Quando, no fim do século XVIII, houve casos reais de navios inimigos capturados por tripulações sobreviventes de navios britânicos que escapavam em botes — às vezes 4 ou 5 marinheiros, 1 oficial e 1 comandante —, a divisão deixava de ser em terços, pois todos receberiam quantias parecidas. Presumia-se sempre que um marinheiro deveria receber centenas de vezes menos do que o comandante.
No caso de Hawkins, seu status seria diferente: num navio pirata, ele seria um simples grumete, com direito a meia parte de marinheiro; já em um navio da marinha, seria um “jovem cavalheiro” (midshipman), de quem se esperava que, após muitos anos de serviço, se tornasse oficial.
Quanto ao médico de bordo, seu status em um navio de guerra seria relativamente baixo, equivalente ao de um oficial subalterno, então o Dr. Livesey não deveria receber tanto. Já o escudeiro Trelawney teria status de almirante, por ser o dono do navio e organizador de toda a expedição. O capitão Smollett, em teoria, deveria obedecê-lo. O conflito entre Trelawney e Smollett, em grande parte, nasce justamente daí.

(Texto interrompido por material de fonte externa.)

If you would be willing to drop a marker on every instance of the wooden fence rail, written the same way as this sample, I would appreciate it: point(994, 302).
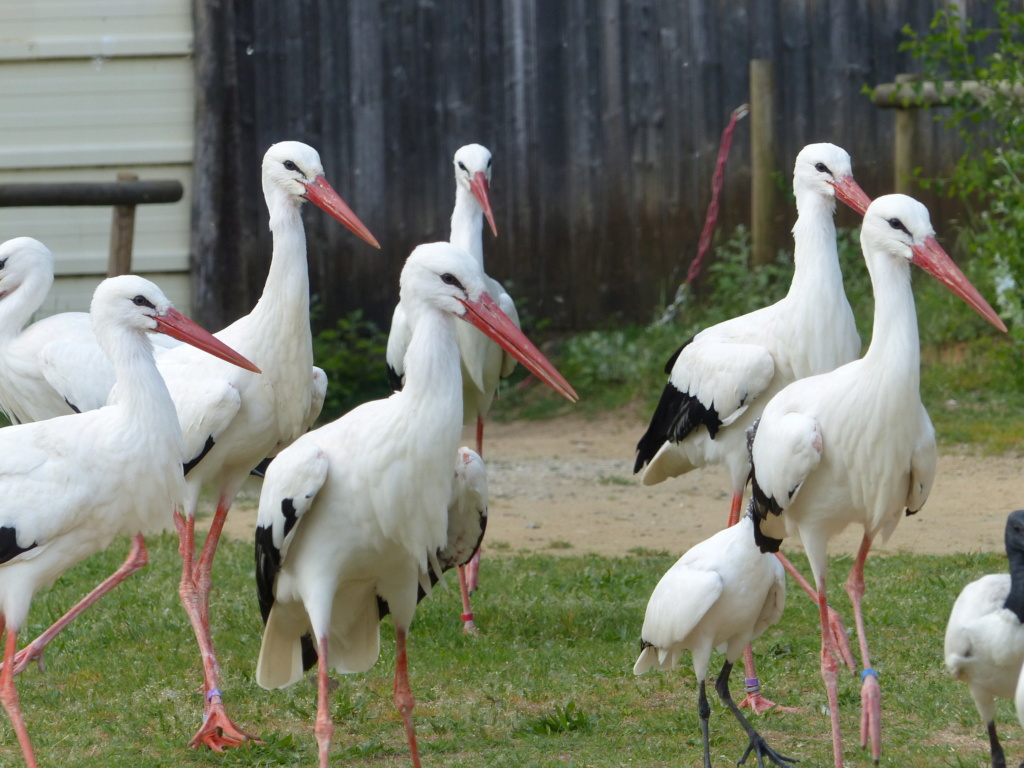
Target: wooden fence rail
point(124, 195)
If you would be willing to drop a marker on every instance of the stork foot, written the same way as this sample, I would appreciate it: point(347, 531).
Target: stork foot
point(218, 732)
point(760, 705)
point(761, 749)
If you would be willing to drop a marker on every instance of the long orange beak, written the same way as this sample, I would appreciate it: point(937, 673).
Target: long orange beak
point(321, 194)
point(178, 327)
point(936, 262)
point(481, 190)
point(487, 316)
point(848, 190)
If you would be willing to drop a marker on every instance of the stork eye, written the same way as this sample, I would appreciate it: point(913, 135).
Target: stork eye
point(451, 280)
point(895, 223)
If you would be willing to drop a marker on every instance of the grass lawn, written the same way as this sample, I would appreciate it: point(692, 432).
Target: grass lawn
point(549, 683)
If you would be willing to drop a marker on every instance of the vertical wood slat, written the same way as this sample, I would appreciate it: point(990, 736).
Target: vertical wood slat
point(603, 118)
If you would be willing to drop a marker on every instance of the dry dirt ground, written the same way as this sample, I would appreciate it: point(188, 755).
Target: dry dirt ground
point(566, 486)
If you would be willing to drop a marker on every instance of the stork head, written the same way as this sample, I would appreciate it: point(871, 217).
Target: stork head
point(292, 171)
point(23, 259)
point(900, 226)
point(472, 173)
point(444, 278)
point(135, 303)
point(825, 170)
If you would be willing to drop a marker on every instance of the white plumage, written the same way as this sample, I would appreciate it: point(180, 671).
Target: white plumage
point(353, 515)
point(722, 594)
point(232, 420)
point(855, 445)
point(73, 483)
point(482, 361)
point(984, 644)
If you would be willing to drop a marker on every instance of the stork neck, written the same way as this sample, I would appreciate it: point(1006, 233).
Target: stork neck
point(17, 307)
point(1015, 600)
point(816, 272)
point(895, 345)
point(467, 224)
point(285, 301)
point(432, 373)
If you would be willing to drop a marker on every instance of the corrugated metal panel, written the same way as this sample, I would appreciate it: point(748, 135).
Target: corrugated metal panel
point(88, 89)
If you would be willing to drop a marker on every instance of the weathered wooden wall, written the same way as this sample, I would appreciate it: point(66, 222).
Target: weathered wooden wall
point(603, 117)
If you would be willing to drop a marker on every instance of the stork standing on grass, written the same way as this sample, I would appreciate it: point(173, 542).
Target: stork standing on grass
point(232, 420)
point(70, 484)
point(984, 645)
point(483, 363)
point(353, 514)
point(855, 445)
point(720, 380)
point(723, 593)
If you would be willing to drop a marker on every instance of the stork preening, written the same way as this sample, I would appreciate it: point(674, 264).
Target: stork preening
point(72, 483)
point(484, 364)
point(720, 380)
point(984, 644)
point(353, 514)
point(723, 593)
point(855, 445)
point(232, 420)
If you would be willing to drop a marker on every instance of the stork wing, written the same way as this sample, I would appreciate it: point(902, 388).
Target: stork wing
point(711, 383)
point(79, 372)
point(397, 343)
point(293, 480)
point(923, 463)
point(784, 451)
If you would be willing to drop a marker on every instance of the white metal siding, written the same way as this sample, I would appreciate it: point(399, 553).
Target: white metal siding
point(88, 89)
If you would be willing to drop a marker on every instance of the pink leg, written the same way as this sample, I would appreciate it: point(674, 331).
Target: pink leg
point(217, 730)
point(841, 640)
point(325, 726)
point(402, 693)
point(754, 699)
point(829, 674)
point(468, 627)
point(8, 696)
point(137, 558)
point(870, 693)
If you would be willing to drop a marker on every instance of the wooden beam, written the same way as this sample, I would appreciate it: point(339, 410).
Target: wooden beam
point(89, 194)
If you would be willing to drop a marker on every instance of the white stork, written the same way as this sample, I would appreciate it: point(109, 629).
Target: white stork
point(723, 593)
point(855, 445)
point(231, 419)
point(53, 367)
point(73, 483)
point(484, 364)
point(984, 644)
point(720, 380)
point(353, 514)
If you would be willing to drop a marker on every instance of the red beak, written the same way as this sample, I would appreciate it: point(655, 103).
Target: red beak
point(481, 190)
point(850, 193)
point(321, 194)
point(178, 327)
point(936, 262)
point(486, 315)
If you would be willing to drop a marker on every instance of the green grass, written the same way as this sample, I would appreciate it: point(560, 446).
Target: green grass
point(548, 683)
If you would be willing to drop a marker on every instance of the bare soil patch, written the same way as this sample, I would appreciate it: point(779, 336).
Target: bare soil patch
point(566, 486)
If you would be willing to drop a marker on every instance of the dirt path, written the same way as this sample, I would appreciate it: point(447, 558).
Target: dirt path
point(566, 485)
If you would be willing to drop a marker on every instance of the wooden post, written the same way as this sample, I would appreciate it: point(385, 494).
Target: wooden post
point(762, 165)
point(903, 150)
point(122, 233)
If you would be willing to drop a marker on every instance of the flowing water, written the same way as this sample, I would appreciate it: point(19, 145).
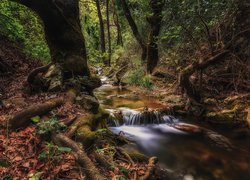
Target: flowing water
point(188, 156)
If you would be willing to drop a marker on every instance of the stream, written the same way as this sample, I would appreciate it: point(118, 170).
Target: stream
point(186, 156)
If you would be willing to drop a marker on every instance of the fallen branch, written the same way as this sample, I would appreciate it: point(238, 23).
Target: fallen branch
point(31, 77)
point(151, 167)
point(22, 119)
point(81, 157)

Para concluir, quero recomendar algumas leituras. Há bastante literatura sobre o tema. Vale notar que Kir Bulychev, sob seu nome real Mozheiko, participou da escrita de livros sobre piratas. As obras mais científicas até hoje são as de Kopelev, enquanto os livros de Mozheiko, Makhovsky, Balandin e Hanke são mais voltados à divulgação histórica.
Preciso também lembrar que “A Ilha do Tesouro”, de Stevenson, é uma obra de ficção, com todas as características do gênero: personagens que reúnem traços de figuras históricas reais, situações inventadas e forte componente literário — não é um tratado científico sobre pirataria. Ainda assim, é um livro maravilhoso e, provavelmente, “A Ilha do Tesouro” foi e continuará sendo o principal livro sobre piratas na literatura mundial.
Esperamos que este artigo tenha sido útil para você!